"Ohne Forschung wäre ich nicht hier"
Ein Erfahrungsbericht von Babett Baraniec.
Welche Bedeutung haben Studien für Ihren Krankheitsverlauf?
Eine große. Ich werde seit vielen Jahren in zertifizierten Tumorzentren behandelt, wo der Zugang zu Studien leichter ist. Meine einzige Medikamentenstudie war vor etwa sieben Jahren – mit einem Tyrosinkinasehemmer, um das Rezidivrisiko bei Leberkrebs zu senken.
Ich wurde von meinem Arzt direkt angesprochen, die Studie lief in meiner vertrauten Umgebung, ich musste nirgendwo hinfahren. Das war organisatorisch einfach. Leider musste ich nach drei Monaten wegen starker Nebenwirkungen aussteigen. Trotzdem folgte danach meine längste rezidivfreie Zeit – über zwei Jahre. Ob das am Medikament lag, kann man nicht sicher sagen.
Aber klar ist: Auch negative Studienergebnisse bringen uns weiter.
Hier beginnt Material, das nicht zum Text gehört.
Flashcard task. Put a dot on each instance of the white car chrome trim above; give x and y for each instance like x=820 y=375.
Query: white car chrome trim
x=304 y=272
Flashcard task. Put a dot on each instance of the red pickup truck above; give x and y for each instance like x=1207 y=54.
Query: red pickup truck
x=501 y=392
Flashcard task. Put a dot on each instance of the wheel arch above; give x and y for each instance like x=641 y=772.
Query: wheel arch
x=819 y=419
Forschung bedeutet immer Lernen – selbst dann, wenn etwas nicht funktioniert.
Sie spenden regelmäßig Körpermaterial. Warum ist das wichtig?
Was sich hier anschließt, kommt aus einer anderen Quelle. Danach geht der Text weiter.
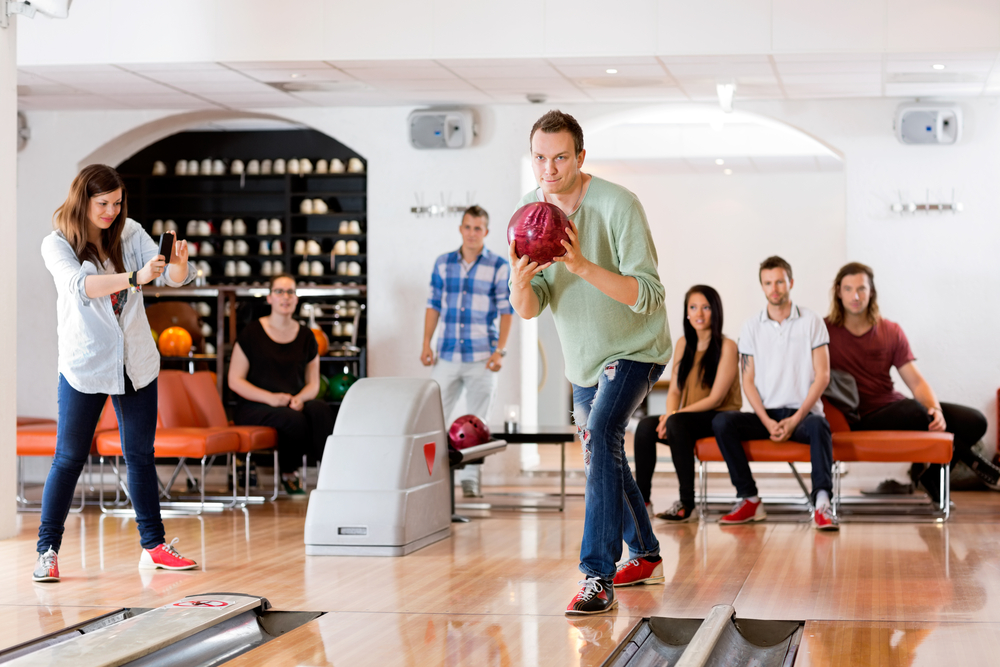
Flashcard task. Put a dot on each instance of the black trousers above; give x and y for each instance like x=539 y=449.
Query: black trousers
x=683 y=430
x=967 y=424
x=732 y=428
x=299 y=433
Vor jeder Operation werde ich gefragt, ob ich übrig gebliebenes Material aus der Leber zur Verfügung stelle – und ich sage immer Ja. Das ist wirklich wichtig, weil Forschende auf solche Proben angewiesen sind. Ohne unser Material könnten viele Analysen gar nicht stattfinden. Es wäre schade, das einfach wegzuwerfen.
Auch wenn mal ein, zwei Röhrchen Blut mehr abgenommen werden – das bildet sich wieder. Seit zwölf Jahren stelle ich regelmäßig Proben zur Verfügung: Blut, Gewebe, manchmal auch Restmaterial. Damit können zirkulierende Tumorzellen oder Biomarker untersucht werden, die zeigen, ob eine Therapie anspricht. Für mich ist das selbstverständlich – ein kleiner Beitrag mit großer Wirkung.
„Für mich persönlich ist Forschung lebenswichtig“
Wie begegnen Sie Ängsten oder Vorurteilen gegenüber Studien?
Ich verstehe diese Sorgen. Aber für mich persönlich ist Forschung lebenswichtig. Ohne sie wäre ich nicht mehr hier – seit 11 Jahren bin ich metastasiert und hätte sonst keine Chance gehabt, meine Tochter aufwachsen zu sehen. Nur durch Forschung entwickeln sich Therapien weiter.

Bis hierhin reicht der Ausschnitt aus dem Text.